How can intelligence be built into a business? Let me illustrate with an analogy.
Intelligence in a child begins with processing signals in the environment. For example, when the child touches hot water and immediately yanks his or her hand away. Such incidents become embedded in memory and the child starts to store up “patterns of response” to specific scenarios. As the child receives formal learning via parents and teachers, he or she can start to respond to complex situations. Eventually, as maturity sets in, the child handles situations independently and moves toward a model of unsupervised learning to respond to scenarios not trained for.
In a similar way, intelligence in an enterprise can be cultivated.
An enterprise will encounter negative incidents that it needs to learn from – for example, a breakdown that disrupts the entire supply chain. Typically, isolated operational events such as these get masked within the layering of corporate reports. The impact of the single operational event that occurred is practically untraceable. In the absence of being able to trace the event, response across the enterprise makes it impossible for the systems to learn from this and mitigate future repeat occurrences.

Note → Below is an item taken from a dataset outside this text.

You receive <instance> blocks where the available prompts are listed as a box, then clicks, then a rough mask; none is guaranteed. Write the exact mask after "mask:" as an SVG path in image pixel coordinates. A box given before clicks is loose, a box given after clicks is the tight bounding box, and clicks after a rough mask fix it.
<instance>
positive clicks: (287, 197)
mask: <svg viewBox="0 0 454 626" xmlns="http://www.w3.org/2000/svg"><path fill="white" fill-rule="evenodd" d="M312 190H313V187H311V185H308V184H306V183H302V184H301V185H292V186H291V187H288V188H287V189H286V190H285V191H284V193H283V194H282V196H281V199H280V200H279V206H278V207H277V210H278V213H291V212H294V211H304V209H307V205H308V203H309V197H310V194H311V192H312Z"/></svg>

To kick-start the transformation process, businesses need to start integrating devices and systems across a single platform that is connected to the system of records, which affords a full view of real-time data across all levels. Only then can the business efficiently monitor the propagation of the incident’s impact across the enterprise.
Analysing the impact
Real-time embedded insights at each process step can help quantify the impact of the incident and make it possible to analyse the impact across the value chain including the impact on financial performance.
Finally, the accuracy of the response can be increased with artificial intelligence. Technology is propelling the classification of the images, making machines more human-like with the sense of vision. With advances in natural language processing, machines will soon be able to communicate the optimum response proactively.
The outcome? Faster output in leapfrogging the typical productivity cycle, speeding up the acquisition of new skills sets by employees, gaining momentum through consolidation and disruption, and delivering an impressive customer experience. An intelligent enterprise delivers on many fronts including time savings, productivity gains and reduction in operational costs.
What’s positive is that family businesses in Thailand already know what they need to do. Our “Planning for Prosperity” study reveals that family businesses in Thailand are among the most positive in the region, especially towards their capabilities to deploy new technology such as artificial intelligence and machine learning.
All of this bodes well for the future. Propelled by need, ambition and drive, we fully expect Thailand family businesses to lead the way in becoming intelligent enterprises that deliver prompt and satisfactory customer experiences.
Verena Siow is managing director of SAP Indochina, a provider of enterprise application software.